Hi,

maybe i am just too dumb to read the manual, or maybe i made an
archeological discovery in the shells we use.

I came to a strange shell gesture which i find neither in man bash nor
man dash. Nevertheless it works the same in both shells.

GRUB's test scripts often show this gesture

  : "${TMPDIR=/tmp}"

Well known and described is
  ${X:=Y}
which assigns a default value to variable X if it is empty (man bash
says: "If [...] unset or null").
Also known and described is ":", the no-op command.
So
  : "${TMPDIR:=/tmp}"
would not be a riddle.

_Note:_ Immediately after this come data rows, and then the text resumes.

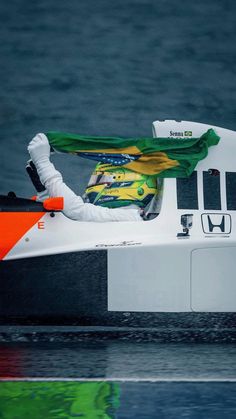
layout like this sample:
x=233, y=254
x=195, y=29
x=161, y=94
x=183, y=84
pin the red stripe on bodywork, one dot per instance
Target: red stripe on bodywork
x=13, y=225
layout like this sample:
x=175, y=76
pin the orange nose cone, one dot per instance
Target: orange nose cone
x=54, y=204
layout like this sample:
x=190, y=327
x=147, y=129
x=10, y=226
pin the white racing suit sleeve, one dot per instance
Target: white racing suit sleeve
x=74, y=206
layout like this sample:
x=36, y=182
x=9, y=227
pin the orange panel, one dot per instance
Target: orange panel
x=13, y=225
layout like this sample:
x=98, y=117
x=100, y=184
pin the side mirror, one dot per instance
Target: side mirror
x=54, y=204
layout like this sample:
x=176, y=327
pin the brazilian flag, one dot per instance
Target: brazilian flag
x=162, y=157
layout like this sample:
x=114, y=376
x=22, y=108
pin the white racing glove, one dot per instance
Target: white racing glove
x=39, y=149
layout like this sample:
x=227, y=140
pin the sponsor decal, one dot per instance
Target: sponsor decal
x=216, y=223
x=120, y=244
x=181, y=133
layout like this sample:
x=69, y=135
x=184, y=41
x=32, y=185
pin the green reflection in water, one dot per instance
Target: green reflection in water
x=58, y=400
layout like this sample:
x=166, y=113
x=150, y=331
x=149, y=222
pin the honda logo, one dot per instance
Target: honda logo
x=215, y=223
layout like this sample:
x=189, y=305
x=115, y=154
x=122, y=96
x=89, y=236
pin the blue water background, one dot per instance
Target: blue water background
x=111, y=68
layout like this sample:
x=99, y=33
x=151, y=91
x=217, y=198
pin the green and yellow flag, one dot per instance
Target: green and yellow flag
x=162, y=157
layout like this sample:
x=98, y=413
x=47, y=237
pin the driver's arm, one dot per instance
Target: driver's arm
x=74, y=206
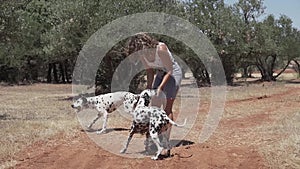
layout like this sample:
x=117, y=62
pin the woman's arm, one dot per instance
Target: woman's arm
x=166, y=60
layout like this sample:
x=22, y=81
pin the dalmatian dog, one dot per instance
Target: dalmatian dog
x=149, y=120
x=106, y=103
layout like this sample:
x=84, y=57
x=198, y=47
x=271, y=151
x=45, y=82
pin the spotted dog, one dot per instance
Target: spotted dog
x=106, y=103
x=149, y=120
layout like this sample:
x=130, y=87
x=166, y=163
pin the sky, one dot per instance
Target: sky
x=290, y=8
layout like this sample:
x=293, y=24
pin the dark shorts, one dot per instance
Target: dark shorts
x=171, y=88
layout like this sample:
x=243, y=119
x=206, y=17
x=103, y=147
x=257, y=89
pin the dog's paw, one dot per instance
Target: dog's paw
x=101, y=132
x=154, y=158
x=123, y=151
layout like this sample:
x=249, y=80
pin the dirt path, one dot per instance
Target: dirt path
x=79, y=151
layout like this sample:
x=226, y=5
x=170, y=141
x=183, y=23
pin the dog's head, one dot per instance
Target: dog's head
x=146, y=95
x=130, y=101
x=79, y=103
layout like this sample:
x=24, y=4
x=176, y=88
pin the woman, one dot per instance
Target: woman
x=157, y=59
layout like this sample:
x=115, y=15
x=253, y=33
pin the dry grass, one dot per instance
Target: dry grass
x=32, y=113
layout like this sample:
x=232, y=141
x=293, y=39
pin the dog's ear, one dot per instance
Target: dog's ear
x=84, y=100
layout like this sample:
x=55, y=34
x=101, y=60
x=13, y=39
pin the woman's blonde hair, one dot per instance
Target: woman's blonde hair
x=141, y=41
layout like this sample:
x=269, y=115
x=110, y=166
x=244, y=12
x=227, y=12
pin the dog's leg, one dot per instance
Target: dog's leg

But "=" instead ":=" causes a subtle change in
behavior. A defined but empty variable does not get the default content:

  $ unset x
  $ : ${x=YYY}
  $ echo $x
  YYY
  $ x=
  $ : ${x=YYY}
  $ echo $x

  $

With ":=" the empty variable gets a new stuffing:

  $ : ${x:=YYY}
  $ echo $x
  YYY
  $

The dash shell instead of bash shows the same behavior.

Is this legacy behavior ?
Are there shells which do ${X=Y} but not ${X:=Y} ?

--------------------------------------------------------------------
Reason why i ask:

I came to that gesture while trying to find out why a run of GRUB's
"make check" as superuser left a lot of empty directories in the
/-directory, Most GRUB tests do early

  : "${TMPDIR=/tmp}"

or use variable expansion with default value: ${TMPDIR:-/tmp}
But tests/grub_cmd_cryptomount uses TMPDIR naively so that its test
directories end up as
  /1718898505.LUKS1_test_cryptsetup_defaults
  ...
  
/1718912880.LUKS2_test_with_second_key_slot_and_first_slot_using_different_password

I would like to talk GRUB into using ${X:=Y} generally, because it does
not matter whether TMPDIR is defined empty or is unset.
So i need background knowledge about the currently used ${X=Y}.

(One may say that is not a good idea to run a test as superuser.
But most GRUB tests create and mount filesystems. So after a change in
the tool grub-fstest i had to do it as superuser to check for new test
failures caused by my change. It was only one and that was expected.)